КораКорабль или тюрьма

– Из цельной сосны?

Она перелистывает описания различных гробов, откашливается так, что воздух дрожит. В саду с глухим стуком падает с дерева яблоко, обычно мы собирали их, делали варенье и мармелад, но в этом году не получилось. Много всего произошло ближе к концу, но Бриккен не видит. Мне приходится напоминать себе – шторм после того, что я сделала, бушует только внутри меня.

– Да, – отвечаю я, уткнувшись взглядом в стол. Может быть, мне следовало ответить по-другому?

Сосна подойдет Руару, не зря у него были охотничьи сапоги и шапка. Все усыпанные хвоей тропинки принадлежали ему, он прекрасно знал, куда они ведут, где прячутся лисички, мог отыскать гнездо кроликов и поймать их голыми руками. Шкура животного на его охотничьей вышке, ворсистая наощупь, казалась такой мягкой при соприкосновении с моей голой спиной. Лес стал его королевством. Не то, чтобы это помогало – вся эта страна королевство, но титулы никого еще не спасли. Как раз сейчас Густаф VI Адольф умирает в больнице, хотя он и король.

Все может покатиться в тартарары – для кого угодно, в любой момент.

Моим проклятием стала моя трусость. Мне было лет семь-восемь, когда я поняла, что дело не только в Ливе. Это случилось, когда я поехала с отцом в Сёдерхамн – выйдя из привычного круга деревьев, тьмы, пустоты, окружавшей деревню. Кажется, он собирался поговорить с кем-то о ценах на рожь или овес. Помню, стоял погожий день, солнце пробивалось из-за белых плотных облаков. Пока мы шли по улицам, казалось, что в городе разом зазвонили все будильники, внезапно зазвучал оглушительный звон, везде люди, быстрые шаги – все куда-то спешат! Безумные глаза, наперегонки с минутной стрелкой. Громкие звуки, странный диалект, быстрая манера говорить. Рычание моторов, звук сигнальных рожков, шарканье подошв по земле. Городские люди. Я пыталась отступить в сторону, постоянно чувствуя, что путаюсь под ногами. Везде – спешащие люди, обходившие мое невзрачное существо, огибавшие меня, словно липкое пятно, к которому не хочется прикасаться. Если я упаду, меня затопчут? На тротуаре в одиночестве стоял мужчина и плакал, я не смогла отвести глаза. Казалось, всем остальным вокруг него не по себе, они избегали смотреть друг на друга, обходили его стороной, в молчаливом согласии делая вид, что его нет – ведь так себя не ведут.

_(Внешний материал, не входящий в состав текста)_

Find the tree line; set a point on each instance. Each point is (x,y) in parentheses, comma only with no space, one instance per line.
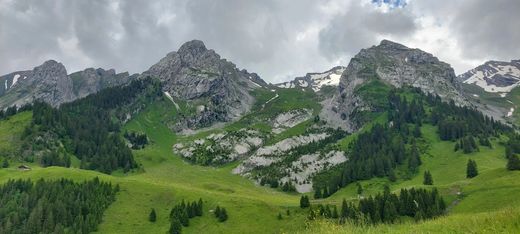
(378,151)
(58,206)
(87,128)
(385,207)
(181,214)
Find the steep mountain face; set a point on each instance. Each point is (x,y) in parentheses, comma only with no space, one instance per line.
(48,82)
(214,88)
(391,64)
(93,80)
(315,81)
(494,76)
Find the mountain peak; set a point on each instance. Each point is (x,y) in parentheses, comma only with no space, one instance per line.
(390,44)
(192,47)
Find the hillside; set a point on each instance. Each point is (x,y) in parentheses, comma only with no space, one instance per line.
(260,163)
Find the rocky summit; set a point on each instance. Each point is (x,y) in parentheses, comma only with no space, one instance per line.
(392,64)
(214,88)
(50,83)
(315,81)
(494,76)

Тогда я впервые увидела тень своей Овчарки – тьму, струящуюся из-за угла.

– Она нашла меня! – вырвалось у меня.

Отец подтолкнул меня впереди себя к дверям, в которые нам предстояло войти, его грубые руки спокойно лежали на моей спине.

– Вперед, малышка Кора, – сказал он мне.

Казалось, он ничего на свете не боится. Я волочила ноги по земле в надежде, что он повторит эти слова.

На обратном пути мы остановились, чтобы захватить соседского Юхана, работавшего в типографии, и подвезти его до дома.

– Папочка, пожалуйста, нет!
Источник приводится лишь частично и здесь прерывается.